Thursday, October 18, 2012
Noah the Balanced
Noah, about whom we read in this week's Torah Portion, is famously described as being "righteous in his generation". The Rabbis wonder whether we are meant to understand this to mean that in the morally corrupt generation in which Noah lived he was good, but he would not have been considered much if he had lived in a different time. Or, the Rabbis also consider, is this meant in a more general sense, that yes, Noah, was a good man and would have been good no matter when or where he lived. There is no way to know for sure, but that's okay.

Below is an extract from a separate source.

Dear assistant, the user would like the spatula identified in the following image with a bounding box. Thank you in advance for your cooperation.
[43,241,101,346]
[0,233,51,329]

Wrestling with both answers teaches us something we wouldn't learn from just one.
It can be very easy to think that you're great if you are surrounded (or surround yourself with) people who are not as good as you are at some skill. When I was in high school, I was probably the number one biggest fan of Gilbert and Sullivan at Oswego High School. But did that really make me an aficionado, or simply someone who knew just a bit more about a crazy topic than my classmates?
This probably doesn't matter a lot when we are talking about light opera, but in real life it can make a difference. It can lead us to be lazy and uninspired, or worse, to be tyrannical and abusive, if we find ourselves in such a position.
The beauty, then, of these two teachings about Noah, is that together they teach us to both cultivate and proud of the skills and talents we have and in which we seem to excel, but also we are taught to be thoughtful and even humble about them at the same time.
Maybe this was the case for Noah. Maybe he both aspired to be a truly good man, but was limited by his surroundings in how righteous he could become. If so, this recipe for a balanced approach is a good one - for Noah it allowed him to save the world.